The people in Williamsburg who gathered in illegal and dangerous numbers last week to attend the funeral of Rabbi Chaim Mertz are an excellent example. You are already feeling that it’s enough already with the g’nut, that the time has come to wrap the story up with long overdue shevach…and then someone has the nerve to say that it would actually be a mitzvah not to attend the funeral of a beloved, highly respected teacher and rabbi. So you simply develop the fantasy—despite the fact that hundreds of hasidic Jews like yourself have died of COVID-19 in these last week—you will yourself to imagine that the greater good of showing respect to a deceased rabbi on his final journey will somehow make you safe from infection even if you fail socially to distance yourself from the other attendees. You know that makes no sense. You understand perfectly well that the virus has no moral bearing, that it doesn’t decide who does or doesn’t deserve to become infected. You know that, but it doesn’t suit you for it to be so. So you just unknow it…for as long as it takes to do what you have no convinced yourself is the right thing. And you do this even though some other part of you knows perfectly well that the “right thing” in this context is precisely the wrong thing. And so you go to the funeral and profess amazement when the world condemns you and your fellow mourners as reckless and irresponsible purveyors of infection rather than as sober and respectful mourners.

Yes, Mayor de Blasio’s comments were out of line and hurtful. Tarring the entire Jewish community because of the thoughtlessness of a few hundred magical thinkers was not only impolite and impolitic, but also prejudicial in a way that the mayor of New York City really cannot afford to be. I suppose the mayor regrets his intemperate words now that they’ve been so universally condemned, but the lesson we all need to learn from this whole incident is not about looking both ways before you step into the tweet: the lesson for us to learn is how potent magical thinking can be when you really, really want reality to conform to your own wishes and desires.

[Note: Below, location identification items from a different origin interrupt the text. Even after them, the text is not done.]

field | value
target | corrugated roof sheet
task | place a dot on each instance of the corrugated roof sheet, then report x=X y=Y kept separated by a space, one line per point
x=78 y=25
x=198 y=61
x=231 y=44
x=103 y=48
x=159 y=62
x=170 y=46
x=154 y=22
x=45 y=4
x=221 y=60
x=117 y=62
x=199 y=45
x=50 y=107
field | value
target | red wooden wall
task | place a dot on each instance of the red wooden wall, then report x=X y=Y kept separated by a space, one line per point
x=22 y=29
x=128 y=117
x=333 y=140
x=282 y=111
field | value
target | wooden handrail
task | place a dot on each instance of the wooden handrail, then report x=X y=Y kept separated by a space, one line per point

As the days grow warmer, as the siren call of the beach grows stronger, as the rules of the lock-down feel more and more onerous, and as the numbers seem to be registering improvement on a day-to-day basis, it is going to become more and more challenging to follow the rules, to have masks in place whenever we venture out into public places, to wear gloves when touching surfaces we ourselves haven’t first disinfected. I hate my mask! (I particularly hate the way it fogs up my glasses, but I also hate the whole concept.) And I don’t like wearing latex gloves either! I’m sick of the restrictions the universe has placed upon us too, and I’m somewhere between unhappy and enraged about having had to cancel our plans to travel to Israel this summer. In many ways, I am not a happy camper. But I am going to do my best not to succumb to the kind of magical thinking that beckons at almost every juncture in the course of the day. Instead, I’m going to do what it takes to remain safe and sound. And so must you all of you! This story will surely end up with shevach. But there’s a lot of the forest we have first to negotiate before we find ourselves safe and sound on the other side.